Tejal is not the first daughter in her family to stir up this kind of Bollywood-melodrama-style trouble. One of her sisters had a Palestinian boyfriend. When her parents found out, they were furious, and they secretly bought a plane ticket to send their daughter back to India. The daughter found out because she happened to pick up the phone when the travel agent called, and she decided then and there to run off with her Palestinian beaux. Over the next several weeks, there were recurring threats of fainting from her mother, declarations of symbolic death by her father, pleading and weeping from various friends and relatives, until the daughter at last returned home. She remained insistent, however, and is now married to the Palestinian.
Tejal, too, was subject to a campaign of elaborate pleadings. Her parents and sisters — including the one with the Palestinian husband — called repeatedly to convince her to come back home. Lem got a message on his cell phone that was, in its entirety, “Hello? This is India calling. Please tell Tejal to call India.” That, Tejal explained, must have been her brother. And Lem also had a bit of a chat with Tejal’s Indian neighbor.
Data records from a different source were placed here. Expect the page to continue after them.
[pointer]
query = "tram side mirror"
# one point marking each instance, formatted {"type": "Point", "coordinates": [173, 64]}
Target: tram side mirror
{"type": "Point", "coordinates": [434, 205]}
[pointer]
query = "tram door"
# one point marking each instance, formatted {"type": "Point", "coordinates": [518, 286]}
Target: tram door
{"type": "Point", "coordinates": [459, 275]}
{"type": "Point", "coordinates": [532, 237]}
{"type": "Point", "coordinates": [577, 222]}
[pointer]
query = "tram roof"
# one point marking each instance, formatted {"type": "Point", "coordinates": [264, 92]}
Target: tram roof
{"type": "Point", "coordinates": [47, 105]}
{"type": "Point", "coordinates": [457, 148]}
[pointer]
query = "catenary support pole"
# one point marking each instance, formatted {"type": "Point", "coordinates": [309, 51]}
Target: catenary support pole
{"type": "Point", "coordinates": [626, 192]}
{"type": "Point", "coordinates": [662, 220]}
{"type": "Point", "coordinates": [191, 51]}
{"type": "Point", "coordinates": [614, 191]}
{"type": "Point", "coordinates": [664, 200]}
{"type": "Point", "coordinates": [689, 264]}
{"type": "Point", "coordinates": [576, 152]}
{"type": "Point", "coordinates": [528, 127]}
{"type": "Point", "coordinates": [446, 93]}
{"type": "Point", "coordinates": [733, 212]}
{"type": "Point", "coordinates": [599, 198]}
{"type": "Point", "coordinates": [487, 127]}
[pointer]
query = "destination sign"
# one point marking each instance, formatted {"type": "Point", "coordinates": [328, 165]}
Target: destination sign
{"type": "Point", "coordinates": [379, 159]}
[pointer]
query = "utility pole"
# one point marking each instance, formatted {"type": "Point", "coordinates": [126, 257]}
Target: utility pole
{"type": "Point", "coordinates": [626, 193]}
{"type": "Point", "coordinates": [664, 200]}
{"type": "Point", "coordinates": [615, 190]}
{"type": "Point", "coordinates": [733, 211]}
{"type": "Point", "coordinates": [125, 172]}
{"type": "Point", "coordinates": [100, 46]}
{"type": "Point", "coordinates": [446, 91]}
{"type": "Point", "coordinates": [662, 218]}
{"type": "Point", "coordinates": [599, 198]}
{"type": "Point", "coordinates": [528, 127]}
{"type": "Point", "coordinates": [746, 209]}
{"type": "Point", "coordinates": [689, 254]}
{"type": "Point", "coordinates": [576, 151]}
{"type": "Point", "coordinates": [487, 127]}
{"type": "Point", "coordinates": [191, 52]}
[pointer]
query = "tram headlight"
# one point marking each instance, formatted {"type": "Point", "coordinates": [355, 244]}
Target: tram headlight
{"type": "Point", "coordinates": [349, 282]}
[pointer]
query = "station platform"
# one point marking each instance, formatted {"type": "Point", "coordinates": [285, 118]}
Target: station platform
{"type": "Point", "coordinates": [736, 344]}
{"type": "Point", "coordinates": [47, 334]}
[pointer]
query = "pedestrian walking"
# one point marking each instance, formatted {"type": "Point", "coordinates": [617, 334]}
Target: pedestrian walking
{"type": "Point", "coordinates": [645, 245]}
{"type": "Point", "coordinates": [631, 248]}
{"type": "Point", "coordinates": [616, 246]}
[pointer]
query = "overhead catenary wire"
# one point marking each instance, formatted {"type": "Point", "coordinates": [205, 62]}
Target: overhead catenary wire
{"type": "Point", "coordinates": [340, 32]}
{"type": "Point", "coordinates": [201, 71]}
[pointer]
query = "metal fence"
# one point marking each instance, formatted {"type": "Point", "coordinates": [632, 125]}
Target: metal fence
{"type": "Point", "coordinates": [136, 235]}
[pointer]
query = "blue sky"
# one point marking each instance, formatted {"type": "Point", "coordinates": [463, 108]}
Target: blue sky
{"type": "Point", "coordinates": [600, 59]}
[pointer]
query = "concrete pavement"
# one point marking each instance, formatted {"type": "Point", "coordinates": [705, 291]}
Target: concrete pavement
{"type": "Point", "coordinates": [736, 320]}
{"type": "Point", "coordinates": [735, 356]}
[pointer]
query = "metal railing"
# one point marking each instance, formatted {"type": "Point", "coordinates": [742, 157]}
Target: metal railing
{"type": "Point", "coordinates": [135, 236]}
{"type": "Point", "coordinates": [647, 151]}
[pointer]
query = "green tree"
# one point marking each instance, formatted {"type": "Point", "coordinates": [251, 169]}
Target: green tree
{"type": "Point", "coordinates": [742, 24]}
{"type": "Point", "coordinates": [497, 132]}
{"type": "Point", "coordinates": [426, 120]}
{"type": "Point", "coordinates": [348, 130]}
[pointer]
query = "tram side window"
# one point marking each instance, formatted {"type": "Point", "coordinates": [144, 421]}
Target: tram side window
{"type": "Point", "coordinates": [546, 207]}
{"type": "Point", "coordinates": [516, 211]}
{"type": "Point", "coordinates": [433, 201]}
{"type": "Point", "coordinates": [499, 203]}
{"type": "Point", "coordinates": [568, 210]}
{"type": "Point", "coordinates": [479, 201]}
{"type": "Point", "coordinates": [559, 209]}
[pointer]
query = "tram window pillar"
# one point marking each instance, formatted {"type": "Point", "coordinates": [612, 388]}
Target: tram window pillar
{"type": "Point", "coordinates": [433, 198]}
I’m not sure where James stands on all of this. He’s a quiet guy to begin with, and he spent much of his time at our place suffering from a sinus infection. As far as I can tell, though, he was already leaning toward coming to New York. He’s an animation designer of considerable talent (see his website here) who seems to have outgrown the Chicago scene.
When we heard about this couple coming to New York and trying to make it, we had our doubts: getting on your feet in NYC is hard, as we learned when we got back in the summer of 2003. But in the few days James was at our place, he sent out his website URL to about 15 companies and got a one-third response, an astonishing result in a very competitive industry. He’s already got a couple of solid freelance gigs lined up. Still, if you know of more gigs, or a full-time job, for a video designer, please let me know. Likewise, Tejal is looking for administrative or video work, though she’s less experienced than James. And they are in dire need of an apartment, not to mention all the things one puts in an apartment. Any leads would be appreciated.
Living spaces in New York are small, so having house guests for days at a time can be trying, but James and Tejal were about as mellow and pleasant as you can get. It felt good to be part of helping them out, and to see the way that our circle of friends has come together to lend these people a hand. I’ll keep you posted on the James-and-Tejal saga as it unfolds.